Appellant valt ter zake van zijn schending van de inlichtingenplicht een verwijt te maken. Daarom was het Uwv verplicht appellant een boete op te leggen. Omdat niet gebleken is van opzet of grove schuld is het Uwv terecht uitgegaan van normale verwijtbaarheid. Niet gebleken is dat de schending van de inlichtingenplicht appellant in verminderde mate valt te verwijten. De boete van € 5.180,- is evenredig.
4.3.
Uit 4.1 en 4.2 volgt dat de rechtbank de rechtsgevolgen van het bestreden besluit terecht in stand heeft gelaten; de WAZ-uitkering is terecht herzien, wat te veel aan WAZ-uitkering is betaald is terecht teruggevorderd en de boete is terecht opgelegd. Er bestond daarom voor de rechtbank geen aanleiding om het Uwv te veroordelen in de proceskosten in bezwaar. In artikel 7:15, tweede lid, van de Algemene wet bestuursrecht is bepaald dat de kosten, die de belanghebbende in verband met de behandeling van het bezwaar redelijkerwijs heeft moeten maken, door het bestuursorgaan uitsluitend worden vergoed op verzoek van de belanghebbende voor zover het bestreden besluit wordt herroepen wegens aan het bestuursorgaan te wijten onrechtmatigheid. Hiervan is in dit geval geen sprake.
4.4.
Het hoger beroep slaagt niet. De aangevallen uitspraak zal worden bevestigd voor zover aangevochten.
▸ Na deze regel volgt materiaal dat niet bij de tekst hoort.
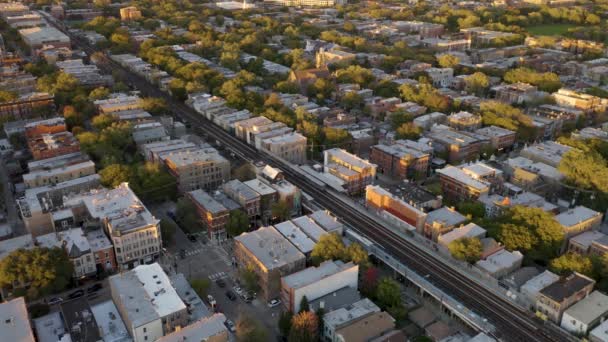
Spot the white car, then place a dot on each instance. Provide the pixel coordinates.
(273, 303)
(230, 325)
Het voorwaardelijk incidenteel hoger beroep van het Uwv behoeft daarom geen bespreking meer.
5. Voor een veroordeling in de proceskosten bestaat geen aanleiding.

BESLISSING

De Centrale Raad van Beroep bevestigt de aangevallen uitspraak voor zover aangevochten.
Deze uitspraak is gedaan door A.I. van der Kris als voorzitter en S. Wijna en M.E. Fortuin als leden, in tegenwoordigheid van M. Sharifi als griffier. De beslissing is uitgesproken in het openbaar op 19 februari 2020.
(getekend) A.I. Van der Kris
De griffier is verhinderd te ondertekenen.